I was looking up knowledge on how to perform a lot of HTTP requests efficiently, and I came across this answer: https://stackoverflow.com/a/23319730/749851 with this code:
package main
import (
"flag"
"fmt"
"log"
"net/http"
"runtime"
"time"
)
var (
reqs int
max int
)
func init() {
flag.IntVar(&reqs, "reqs", 1000000, "Total requests")
flag.IntVar(&max, "concurrent", 200, "Maximum concurrent requests")
}
type Response struct {
*http.Response
err error
}
// Dispatcher
func dispatcher(reqChan chan *http.Request) {
defer close(reqChan)
for i := 0; i < reqs; i++ {
req, err := http.NewRequest("GET", "http://localhost/", nil)
if err != nil {
log.Println(err)
}
reqChan <- req
}
}
// Worker Pool
func workerPool(reqChan chan *http.Request, respChan chan Response) {
t := &http.Transport{}
for i := 0; i < max; i++ {
go worker(t, reqChan, respChan)
}
}
// Worker
func worker(t *http.Transport, reqChan chan *http.Request, respChan chan Response) {
for req := range reqChan {
resp, err := t.RoundTrip(req)
r := Response{resp, err}
respChan <- r
}
}
// Consumer
func consumer(respChan chan Response) (int64, int64) {
var (
conns int64
size int64
)
for conns < int64(reqs) {
select {
case r, ok := <-respChan:
if ok {
if r.err != nil {
log.Println(r.err)
} else {
size += r.ContentLength
if err := r.Body.Close(); err != nil {
log.Println(r.err)
}
}
conns++
}
}
}
return conns, size
}
func main() {
flag.Parse()
runtime.GOMAXPROCS(runtime.NumCPU())
reqChan := make(chan *http.Request)
respChan := make(chan Response)
start := time.Now()
go dispatcher(reqChan)
go workerPool(reqChan, respChan)
conns, size := consumer(respChan)
took := time.Since(start)
ns := took.Nanoseconds()
av := ns / conns
average, err := time.ParseDuration(fmt.Sprintf("%d", av) + "ns")
if err != nil {
log.Println(err)
}
fmt.Printf("Connections:\t%d
Concurrent:\t%d
Total size:\t%d bytes
Total time:\t%s
Average time:\t%s
", conns, max, size, took, average)
}
I'm coming from node so I don't really understand this "go" code.

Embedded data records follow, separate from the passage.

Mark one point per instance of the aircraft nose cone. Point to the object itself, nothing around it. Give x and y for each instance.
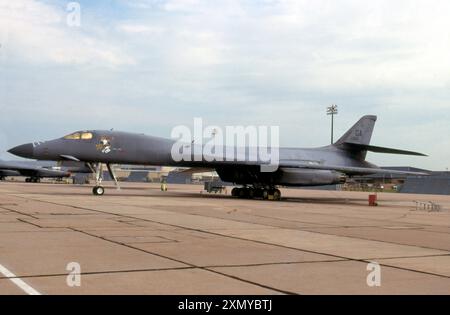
(24, 150)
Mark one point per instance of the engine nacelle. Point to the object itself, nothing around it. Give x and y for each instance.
(310, 177)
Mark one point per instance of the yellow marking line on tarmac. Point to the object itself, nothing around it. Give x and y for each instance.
(19, 282)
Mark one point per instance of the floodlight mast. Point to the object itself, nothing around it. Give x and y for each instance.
(332, 110)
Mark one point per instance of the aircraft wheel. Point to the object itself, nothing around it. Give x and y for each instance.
(98, 190)
(277, 194)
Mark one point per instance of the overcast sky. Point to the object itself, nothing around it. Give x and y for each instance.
(148, 65)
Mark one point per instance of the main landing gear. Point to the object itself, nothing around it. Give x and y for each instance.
(97, 169)
(252, 193)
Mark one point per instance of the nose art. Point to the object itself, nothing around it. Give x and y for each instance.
(24, 150)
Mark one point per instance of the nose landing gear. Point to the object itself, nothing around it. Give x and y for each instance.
(257, 193)
(97, 169)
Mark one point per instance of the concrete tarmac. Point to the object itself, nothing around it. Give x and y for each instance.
(140, 240)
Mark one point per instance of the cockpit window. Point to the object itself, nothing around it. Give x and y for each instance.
(79, 136)
(73, 136)
(86, 135)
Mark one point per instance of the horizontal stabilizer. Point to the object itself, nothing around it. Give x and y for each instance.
(372, 148)
(349, 170)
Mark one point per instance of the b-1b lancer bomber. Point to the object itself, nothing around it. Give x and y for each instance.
(328, 165)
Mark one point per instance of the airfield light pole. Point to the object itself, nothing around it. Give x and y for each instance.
(332, 110)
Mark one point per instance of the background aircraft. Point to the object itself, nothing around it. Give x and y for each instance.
(33, 173)
(297, 167)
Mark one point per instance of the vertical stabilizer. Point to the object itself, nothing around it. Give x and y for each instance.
(360, 133)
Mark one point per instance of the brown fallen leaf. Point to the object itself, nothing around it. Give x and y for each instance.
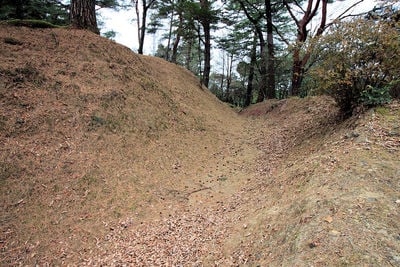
(328, 219)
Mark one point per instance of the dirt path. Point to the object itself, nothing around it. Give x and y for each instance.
(257, 204)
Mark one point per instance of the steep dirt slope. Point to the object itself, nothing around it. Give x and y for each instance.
(91, 133)
(332, 194)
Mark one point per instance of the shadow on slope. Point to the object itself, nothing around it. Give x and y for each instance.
(331, 197)
(90, 133)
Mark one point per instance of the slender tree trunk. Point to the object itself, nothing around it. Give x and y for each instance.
(205, 22)
(221, 86)
(143, 27)
(189, 53)
(177, 39)
(83, 15)
(253, 61)
(169, 35)
(299, 62)
(262, 92)
(229, 77)
(270, 90)
(19, 9)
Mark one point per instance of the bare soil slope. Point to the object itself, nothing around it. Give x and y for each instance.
(90, 133)
(111, 158)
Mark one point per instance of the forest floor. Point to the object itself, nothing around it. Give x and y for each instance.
(110, 158)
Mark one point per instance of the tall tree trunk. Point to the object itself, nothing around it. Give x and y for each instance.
(299, 62)
(143, 27)
(205, 22)
(19, 9)
(221, 85)
(253, 61)
(262, 92)
(189, 53)
(177, 39)
(83, 15)
(270, 94)
(169, 35)
(229, 77)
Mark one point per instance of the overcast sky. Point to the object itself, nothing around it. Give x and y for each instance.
(123, 23)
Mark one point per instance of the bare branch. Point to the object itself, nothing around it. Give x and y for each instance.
(291, 13)
(347, 10)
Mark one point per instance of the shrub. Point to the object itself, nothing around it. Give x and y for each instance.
(358, 63)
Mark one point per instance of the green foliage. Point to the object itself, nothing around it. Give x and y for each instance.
(358, 63)
(110, 34)
(51, 11)
(373, 96)
(31, 23)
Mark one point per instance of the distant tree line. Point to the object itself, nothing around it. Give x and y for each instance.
(267, 49)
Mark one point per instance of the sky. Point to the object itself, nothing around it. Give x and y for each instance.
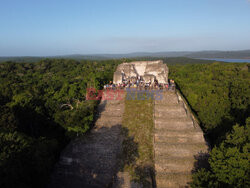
(61, 27)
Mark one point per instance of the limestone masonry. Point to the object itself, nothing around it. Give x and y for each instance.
(147, 70)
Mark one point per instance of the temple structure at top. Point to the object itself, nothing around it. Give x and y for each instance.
(148, 71)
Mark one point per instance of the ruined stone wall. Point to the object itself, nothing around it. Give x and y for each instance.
(148, 70)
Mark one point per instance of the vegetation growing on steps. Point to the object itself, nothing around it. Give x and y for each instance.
(137, 154)
(219, 94)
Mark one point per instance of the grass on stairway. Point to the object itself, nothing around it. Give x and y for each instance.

What part of it is limiting it to 500 HTTP actions at a time? And is it operating in chunks of 500, waiting until that chunk of 500 is finished then starting a new 500, OR is it just always chugging along adding 1 more once it hits 499, etc.
I see that the "workerPool" func goes over a loop only as many times as the maximum amount of concurrent requests, calling "worker" 500 times, but how does it do the next 500 or even the whole 1 million eventually?